China, Kenya deepen agricultural cooperation to enhance food security
China has been deepening agricultural cooperation with African countries via the establishment of low cost greenhouses, setting up crop breeding labs, as well as sharing relevant experience to help address challenges posed by climate change and boost food security across the continent.
The first harvest of a high-yielding maize variety conceived through joint research between Chinese and Kenyan scientists was unveiled on Friday in Nairobi. Maize is one of the staple foods for Kenyans, but the country is suffering from drought which has led to a reduction in maize production.
Planted in May at a Modern Agricultural Demonstration Area (MADA), in conjunction with the Sino-Africa Joint Research Center (SAJOREC) within the Jomo Kenyatta University of Agriculture and Technology (JKUAT), the maize recorded a yield of 2,700 kilograms per acre in the demonstration area, about 50 percent higher than surrounding areas.
“The weather was very dry and that’s one reason why we were glad that we did that work here when the weather was rather challenging,” said Robert Wahiti Gituru, African executive director of SAJOREC.
Since its establishment in 2013, SAJOREC has put forward more than 45 joint research programs focusing on biodiversity investigation, pathogenic microorganism detection, geographic science and remote sensing, high-yield and high-quality crop cultivation demonstration as well as land and water resources management.
“The Chinese greenhouse technology was the first one to be adopted here for small scale growing of vegetables. People are excited about them. Because it was simple and very effective,” said Samuel Nyalala, associate professor of horticulture at Egerton University in Kenya.
“Many local farmers have started to buy greenhouses to grow tomatoes and sweet peppers, both are major vegetable crops in this region,” said Liu Gaoqiong, professor with Nanjing Agricultural University.

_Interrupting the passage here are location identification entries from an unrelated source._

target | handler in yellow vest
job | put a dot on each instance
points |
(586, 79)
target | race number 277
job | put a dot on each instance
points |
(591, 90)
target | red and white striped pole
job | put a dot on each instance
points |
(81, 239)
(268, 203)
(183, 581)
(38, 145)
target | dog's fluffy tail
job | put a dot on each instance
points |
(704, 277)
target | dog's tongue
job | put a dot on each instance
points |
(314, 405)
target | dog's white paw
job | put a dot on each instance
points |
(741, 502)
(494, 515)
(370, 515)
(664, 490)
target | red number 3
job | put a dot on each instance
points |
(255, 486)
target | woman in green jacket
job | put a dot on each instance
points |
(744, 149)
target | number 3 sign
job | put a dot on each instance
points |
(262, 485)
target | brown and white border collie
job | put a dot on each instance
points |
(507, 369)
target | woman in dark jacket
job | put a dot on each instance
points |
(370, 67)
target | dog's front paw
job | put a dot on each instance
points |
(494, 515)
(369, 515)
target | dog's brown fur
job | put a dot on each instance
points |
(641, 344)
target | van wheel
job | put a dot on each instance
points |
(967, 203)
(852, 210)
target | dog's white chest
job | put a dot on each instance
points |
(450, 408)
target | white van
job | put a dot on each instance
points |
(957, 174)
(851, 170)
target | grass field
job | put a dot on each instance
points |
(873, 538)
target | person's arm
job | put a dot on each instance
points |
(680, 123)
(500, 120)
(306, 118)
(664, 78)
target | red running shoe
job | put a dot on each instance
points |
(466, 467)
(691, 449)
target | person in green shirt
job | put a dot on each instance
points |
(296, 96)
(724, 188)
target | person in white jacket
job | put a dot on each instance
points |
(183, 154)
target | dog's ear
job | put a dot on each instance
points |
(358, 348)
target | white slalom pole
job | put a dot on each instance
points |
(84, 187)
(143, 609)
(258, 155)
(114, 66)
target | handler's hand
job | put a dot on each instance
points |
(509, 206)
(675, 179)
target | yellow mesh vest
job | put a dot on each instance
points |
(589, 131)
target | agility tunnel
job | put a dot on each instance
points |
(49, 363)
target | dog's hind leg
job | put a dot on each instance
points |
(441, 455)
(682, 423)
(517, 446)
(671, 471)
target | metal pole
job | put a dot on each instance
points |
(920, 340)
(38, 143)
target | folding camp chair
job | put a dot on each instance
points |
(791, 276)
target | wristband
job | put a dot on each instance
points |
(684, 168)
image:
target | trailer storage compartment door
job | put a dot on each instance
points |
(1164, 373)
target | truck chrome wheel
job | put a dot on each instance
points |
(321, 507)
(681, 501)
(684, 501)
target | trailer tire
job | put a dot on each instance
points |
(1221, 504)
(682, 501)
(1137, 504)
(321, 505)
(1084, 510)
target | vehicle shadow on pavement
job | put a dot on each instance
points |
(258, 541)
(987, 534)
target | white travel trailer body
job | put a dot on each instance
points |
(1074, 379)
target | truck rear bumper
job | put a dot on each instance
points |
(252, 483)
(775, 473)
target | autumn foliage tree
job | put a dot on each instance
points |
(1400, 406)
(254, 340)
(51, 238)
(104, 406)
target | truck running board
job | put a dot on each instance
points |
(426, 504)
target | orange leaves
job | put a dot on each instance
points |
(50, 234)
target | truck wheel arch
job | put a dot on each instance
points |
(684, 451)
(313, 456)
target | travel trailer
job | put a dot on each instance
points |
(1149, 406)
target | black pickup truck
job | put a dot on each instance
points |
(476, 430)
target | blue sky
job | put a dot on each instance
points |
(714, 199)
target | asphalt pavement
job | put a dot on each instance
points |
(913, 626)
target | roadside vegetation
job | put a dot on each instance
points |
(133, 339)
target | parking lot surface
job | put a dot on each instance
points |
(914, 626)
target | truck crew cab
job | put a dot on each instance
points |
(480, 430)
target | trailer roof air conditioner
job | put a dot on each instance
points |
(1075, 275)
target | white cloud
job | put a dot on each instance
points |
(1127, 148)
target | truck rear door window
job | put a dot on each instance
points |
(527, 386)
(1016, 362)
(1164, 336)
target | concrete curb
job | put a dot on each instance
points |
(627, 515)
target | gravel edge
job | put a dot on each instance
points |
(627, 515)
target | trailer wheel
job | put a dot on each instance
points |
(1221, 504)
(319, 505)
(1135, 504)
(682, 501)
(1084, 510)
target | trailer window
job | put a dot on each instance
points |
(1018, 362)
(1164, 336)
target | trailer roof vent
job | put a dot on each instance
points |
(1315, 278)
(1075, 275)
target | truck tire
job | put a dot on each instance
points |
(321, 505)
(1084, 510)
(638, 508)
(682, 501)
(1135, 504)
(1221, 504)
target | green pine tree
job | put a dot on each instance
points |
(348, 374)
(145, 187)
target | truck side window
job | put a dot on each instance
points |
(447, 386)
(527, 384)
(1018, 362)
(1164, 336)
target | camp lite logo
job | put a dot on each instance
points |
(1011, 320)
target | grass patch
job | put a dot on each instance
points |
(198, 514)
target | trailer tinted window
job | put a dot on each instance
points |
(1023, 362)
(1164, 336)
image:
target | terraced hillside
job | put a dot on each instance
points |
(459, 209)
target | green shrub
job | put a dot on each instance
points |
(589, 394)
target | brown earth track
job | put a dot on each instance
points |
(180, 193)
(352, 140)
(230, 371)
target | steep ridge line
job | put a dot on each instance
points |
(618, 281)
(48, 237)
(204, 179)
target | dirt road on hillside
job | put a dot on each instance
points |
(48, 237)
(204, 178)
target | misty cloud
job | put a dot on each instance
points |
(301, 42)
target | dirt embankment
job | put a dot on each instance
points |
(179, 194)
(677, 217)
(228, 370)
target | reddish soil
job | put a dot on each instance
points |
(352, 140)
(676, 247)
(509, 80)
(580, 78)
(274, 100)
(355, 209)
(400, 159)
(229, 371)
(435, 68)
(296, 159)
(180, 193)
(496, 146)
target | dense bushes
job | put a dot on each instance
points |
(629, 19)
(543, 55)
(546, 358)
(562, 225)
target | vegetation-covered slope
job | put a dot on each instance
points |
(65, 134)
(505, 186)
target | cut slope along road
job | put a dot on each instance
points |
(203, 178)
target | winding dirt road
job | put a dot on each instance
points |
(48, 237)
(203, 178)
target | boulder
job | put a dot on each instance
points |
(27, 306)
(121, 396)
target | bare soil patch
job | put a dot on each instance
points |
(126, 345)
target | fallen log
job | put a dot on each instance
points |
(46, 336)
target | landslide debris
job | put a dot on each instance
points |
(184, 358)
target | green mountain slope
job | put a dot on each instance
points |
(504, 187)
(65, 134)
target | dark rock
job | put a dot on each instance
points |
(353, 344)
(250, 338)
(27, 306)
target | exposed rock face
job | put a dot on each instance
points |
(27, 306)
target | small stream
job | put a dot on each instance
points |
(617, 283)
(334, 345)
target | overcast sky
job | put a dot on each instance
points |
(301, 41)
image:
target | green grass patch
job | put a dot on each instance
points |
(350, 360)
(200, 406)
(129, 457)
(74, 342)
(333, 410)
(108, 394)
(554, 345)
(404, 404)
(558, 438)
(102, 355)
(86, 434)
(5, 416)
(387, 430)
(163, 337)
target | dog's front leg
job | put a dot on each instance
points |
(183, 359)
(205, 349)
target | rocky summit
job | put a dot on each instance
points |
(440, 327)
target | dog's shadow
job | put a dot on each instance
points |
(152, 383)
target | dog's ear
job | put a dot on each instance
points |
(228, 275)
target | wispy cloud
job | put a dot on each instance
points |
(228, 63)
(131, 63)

As part of efforts to deepen agricultural science and technology cooperation, the China-Kenya Joint Laboratory for Crop Molecular Biology, based in Egerton University’s Confucius Institute, was jointly built in 2016 by the two sides. And in 2019, the lab became the first institution in the Belt and Road Joint Laboratory program to be approved by the Ministry of Science and Technology of China.
“Nowadays we are moving from conventional breeding to crop molecular biology, assisted breeding using molecular elements. So I believe that the importance of this lab can not be overestimated. It’s very key and very important for Kenyan and also global agriculture,” said Steven Githeng’u, lecturer with the lab.